Peter couldn’t figure out why Jesus kept asking him that.   We’ve struggled with it too.  Was it just a way of making sure Peter was serious this time, before his eventual reinstatement as a disciple?  Or perhaps it was what needed to happen for reconciliation between the teacher and the student, the Lord and the servant?  Perhaps Jesus needed to forgive Peter, and make sure Peter knew and accepted that he was forgiven.  Maybe it was just Jesus drumming into Peter’s head that something of huge significance was being decided between them.  

I don’t think it was any of those reasons.  Instead, I think it was that Peter was claiming his identity as a follower of Jesus.  A Christian, to use the later terms.  Peter decided to publicly declare that he was following Jesus.  Like St.

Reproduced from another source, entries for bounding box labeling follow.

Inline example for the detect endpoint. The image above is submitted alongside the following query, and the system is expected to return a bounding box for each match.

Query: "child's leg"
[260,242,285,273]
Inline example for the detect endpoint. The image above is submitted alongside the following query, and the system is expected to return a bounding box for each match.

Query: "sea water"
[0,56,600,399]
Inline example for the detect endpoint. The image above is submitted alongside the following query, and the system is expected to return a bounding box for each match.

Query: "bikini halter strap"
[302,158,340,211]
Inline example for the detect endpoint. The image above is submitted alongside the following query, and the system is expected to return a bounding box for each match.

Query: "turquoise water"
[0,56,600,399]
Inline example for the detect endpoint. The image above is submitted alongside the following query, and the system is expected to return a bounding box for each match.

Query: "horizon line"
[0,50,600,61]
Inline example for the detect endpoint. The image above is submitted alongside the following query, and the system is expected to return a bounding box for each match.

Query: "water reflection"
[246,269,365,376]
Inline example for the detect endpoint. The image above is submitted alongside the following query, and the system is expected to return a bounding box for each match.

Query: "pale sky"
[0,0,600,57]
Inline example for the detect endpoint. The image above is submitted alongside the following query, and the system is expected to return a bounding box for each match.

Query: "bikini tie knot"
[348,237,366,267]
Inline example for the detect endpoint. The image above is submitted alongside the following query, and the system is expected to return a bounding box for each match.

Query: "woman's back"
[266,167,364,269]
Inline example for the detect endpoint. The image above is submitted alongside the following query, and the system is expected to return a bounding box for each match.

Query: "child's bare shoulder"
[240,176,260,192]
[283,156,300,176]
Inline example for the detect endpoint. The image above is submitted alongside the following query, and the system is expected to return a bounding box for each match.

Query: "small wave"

Paul’s choice, it was a costly decision.  Peter was eventually martyred in Rome, under the Emperor Nero.  Christianity was a hard, expensive choice.   Death by upside down crucifixion is a significantly more serious consequence than missing the first quarter of an NFL game.   Peter could have kept saying No.  He would have lived longer.

So why did they do it?  Why should WE do it?  Why not just sleep in, get in the brunch line first, keep our money and our time all to ourselves?  It’s not dangerous now, at least here in the US (it’s plenty dangerous in some parts of the world)  but it’s at least inconvenient.  I hope you have asked yourself that question before.  If not, I urge you to ask yourself now.    What would you say, if somebody asked you why you bother with following Jesus?

If somebody asked me, here are some of the things I might say;

Christians believe that by Christ’s death and resurrection, He has conquered the power of death.  We will still die, but we will someday be resurrected because Jesus was resurrected. 

Christians believe that God the Father sent Jesus to save us – not just to pay a blood sacrifice for our sins (although some of us might see it that way), but to show us how to live.  God’s intention in sending Jesus was to create God’s Kingdom on earth.  Christianity isn’t simply about going heaven when you die, but about building a world of justice and peace here NOW, while we’re alive.  And we believe that Jesus will return to finally set right all the things that we COULDN’T set right, but in the meantime, doing as much as we can is our work.

Christians believe that the Holy Spirit is the presence of God that infuses and surrounds us.  God isn’t some distant, disinterested deity out in the far reaches of space; Our Creator is as close as our next heartbeat, and is constantly prompting us to prayer and directing our impulses.  The Holy Spirit is our guide, our advocate, and our comforter.  

We believe that though we may suffer in this life, we are never alone in our suffering – God is always with us.  And God always redeems our suffering by grace.

We believe that Christians are the very hands and feet of Christ in the world.  Until Jesus comes again, we are to be tireless, relentless, and fearless in sharing the Good News, and fighting back the evils that lead to poverty, suffering, and untimely death. Yes, it can be political.  If you follow a Lord who was executed as an enemy of the state, that can happen.

We believe that when believers come together to work for good in this world, that evil can and will be overcome.  When Jesus said that the gates of hell would not prevail against his church, He was talking about ALL believers, every one of those disciples down through the centuries who have worked and prayed and struggled, and done the right thing when it wasn’t the easy thing.

We believe.  We do all the tedious little chores.  We donate money and sweat and time.  We acknowledge publicly that we believe in Jesus as Lord and Savior, or at least we try to live our life so that belief is implicit.  And we do it all because we know that the LORD loves us beyond measure.  That Jesus lived, died, and rose from the grave - for us.

So, are you one of Jesus’s disciples?  Do you love Him?  Can you say that for sure, come what may, good days or dark days?  There are sheep to be fed, and Jesus is waiting for an answer.